2. Solutions provided in exemplary embodiments of the present invention have applicability to (by way of non-limiting example): video compression; motion estimation; video deblocking filter; Current Picture Referencing (CPR) and video transform. Non-limiting examples of relevant systems to which exemplary embodiments of the present invention may be applicable include, by way of non-limiting example: HEVC/H.265 (high efficiency video coding); AVC/H.264 (advanced video coding); VP9; AV-1 (AOMedia Video 1); and VVC (versatile video coding). While, generally, uses of exemplary embodiments of the present invention are described in the context of motion estimation, such descriptions are not meant to be limiting, and persons skilled in the art will appreciate, in light of the description herein, how to provide solutions in at least the other cases mentioned above in the present paragraph.
 
     The load of a single encoding task itself is generally too big for a single CPU. Reference is now made to  FIG. 9 , which is a simplified graphical illustration depicting a relationship between CPU power and various encoding tasks; to  FIG. 10 , which is a simplified pictorial illustration depicting an approximate timeline view of various past, present, and future encoding standards; and to  FIG. 11 , which is a simplified tabular illustration depicting complexity of various encoding standards.  FIG. 9  shows that, for quite some time, a single CPU has not been able to keep up with a single encoding task; this problem, it is believed, will become more severe in the future, as future standards are adopted and become more widely used (see  FIG. 10 ) and as the complexity of those future standards is expected to be higher, as shown in  FIG. 11 . 
     In addition, the amount of information/data in every stream is increasing, as more and more information/data is produced and streamed into the edge devices at higher resolution.
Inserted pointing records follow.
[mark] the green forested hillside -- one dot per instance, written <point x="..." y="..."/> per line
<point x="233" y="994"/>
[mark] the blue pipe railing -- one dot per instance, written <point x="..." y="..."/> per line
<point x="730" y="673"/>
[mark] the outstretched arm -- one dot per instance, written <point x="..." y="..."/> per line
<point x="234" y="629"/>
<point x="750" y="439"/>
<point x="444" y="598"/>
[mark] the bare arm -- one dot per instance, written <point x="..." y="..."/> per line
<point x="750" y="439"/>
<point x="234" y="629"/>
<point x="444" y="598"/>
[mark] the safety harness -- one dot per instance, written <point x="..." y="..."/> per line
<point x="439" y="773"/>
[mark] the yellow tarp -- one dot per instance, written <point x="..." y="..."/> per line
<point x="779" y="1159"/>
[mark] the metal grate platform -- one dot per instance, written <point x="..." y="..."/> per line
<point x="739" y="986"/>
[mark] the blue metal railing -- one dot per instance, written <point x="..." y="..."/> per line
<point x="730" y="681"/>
Reference is now additionally made to  FIG. 12 , which is a simplified partly pictorial, partly graphical illustration depicting relationships between resolution and complexity.  FIG. 12  show a very conservative forecast of resolution mixture along the years, and also shows the nominal complexity involved with the fact that there are more pixels in every stream. 
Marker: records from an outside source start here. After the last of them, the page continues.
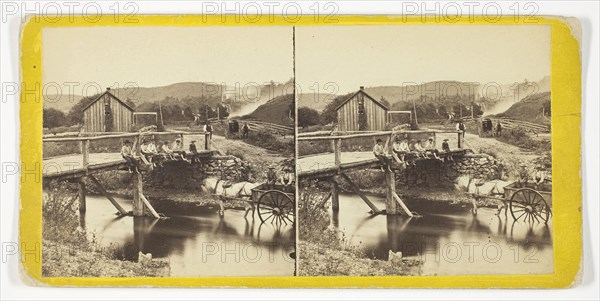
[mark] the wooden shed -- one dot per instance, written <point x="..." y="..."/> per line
<point x="361" y="112"/>
<point x="107" y="113"/>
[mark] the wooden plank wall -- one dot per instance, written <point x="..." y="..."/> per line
<point x="348" y="115"/>
<point x="94" y="118"/>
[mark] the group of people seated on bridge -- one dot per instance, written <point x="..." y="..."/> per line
<point x="286" y="178"/>
<point x="155" y="154"/>
<point x="403" y="147"/>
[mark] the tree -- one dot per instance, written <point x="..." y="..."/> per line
<point x="53" y="118"/>
<point x="307" y="117"/>
<point x="546" y="108"/>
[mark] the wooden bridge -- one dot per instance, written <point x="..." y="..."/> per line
<point x="77" y="167"/>
<point x="334" y="166"/>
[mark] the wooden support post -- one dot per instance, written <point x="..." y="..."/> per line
<point x="149" y="206"/>
<point x="138" y="203"/>
<point x="403" y="205"/>
<point x="107" y="195"/>
<point x="82" y="194"/>
<point x="206" y="141"/>
<point x="360" y="194"/>
<point x="85" y="151"/>
<point x="335" y="196"/>
<point x="138" y="146"/>
<point x="337" y="151"/>
<point x="390" y="187"/>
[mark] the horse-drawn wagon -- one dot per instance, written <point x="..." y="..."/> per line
<point x="529" y="202"/>
<point x="274" y="203"/>
<point x="485" y="128"/>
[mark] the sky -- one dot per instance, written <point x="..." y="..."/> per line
<point x="353" y="56"/>
<point x="158" y="56"/>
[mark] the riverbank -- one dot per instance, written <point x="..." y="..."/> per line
<point x="319" y="260"/>
<point x="69" y="251"/>
<point x="82" y="260"/>
<point x="326" y="251"/>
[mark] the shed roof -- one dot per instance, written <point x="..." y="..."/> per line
<point x="111" y="95"/>
<point x="365" y="94"/>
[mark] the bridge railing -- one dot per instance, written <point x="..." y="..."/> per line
<point x="364" y="141"/>
<point x="111" y="143"/>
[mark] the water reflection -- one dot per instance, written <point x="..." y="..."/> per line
<point x="195" y="241"/>
<point x="449" y="238"/>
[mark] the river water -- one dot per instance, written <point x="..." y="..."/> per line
<point x="449" y="239"/>
<point x="195" y="240"/>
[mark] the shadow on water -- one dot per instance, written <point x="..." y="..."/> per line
<point x="448" y="238"/>
<point x="196" y="242"/>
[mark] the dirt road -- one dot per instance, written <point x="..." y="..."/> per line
<point x="503" y="151"/>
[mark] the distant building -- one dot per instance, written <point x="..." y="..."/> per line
<point x="107" y="113"/>
<point x="374" y="113"/>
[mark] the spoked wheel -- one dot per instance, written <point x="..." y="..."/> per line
<point x="529" y="205"/>
<point x="276" y="207"/>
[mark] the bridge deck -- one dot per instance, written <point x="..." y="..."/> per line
<point x="322" y="165"/>
<point x="71" y="166"/>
     Reference is now additionally made to  FIG. 13 , which is a simplified graphical illustration depicting relationships between video complexity, CPU capability, and computational effort.  FIG. 13  shows that the real video complexity (complexity per pixel X number of pixels) is suffering from a growing gap between CPU capability and the computational effort needed. 
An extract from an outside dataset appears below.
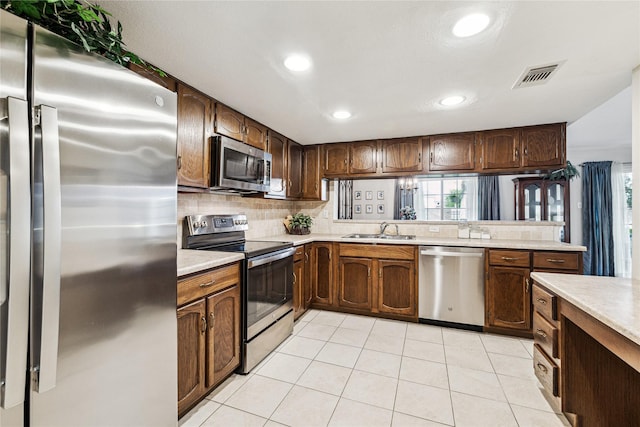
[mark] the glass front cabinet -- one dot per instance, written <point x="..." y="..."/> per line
<point x="538" y="199"/>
     The consideration of the problem presented up to this point does not include the major increase, which is expected to continue, in the number of video streams needs to be simultaneously processed in the data center. 
     Having considered the above, it is fair to ask why the art, as known to the inventors of the present invention, does not yet include any acceleration device offering video encoding acceleration for the data center. Without limiting the generality of the present invention, the term “device” may be used in the present description to describe implementations of exemplary embodiments of the present invention, as well as (in the preceding sentence) apparent lacks in the known art. It is appreciated that, in exemplary embodiments of the present invention, by way of non-limiting example, implementation may take place in: an ASIC [Application Specific Integrated Circuit]; an ASSP [Application Specific Standard Part]; an SOC [System on a Chip], an FPGA [Field Programable Gate Array]; in a GPU [graphics processing unit]; in firmware; or in any appropriate combination of the preceding. 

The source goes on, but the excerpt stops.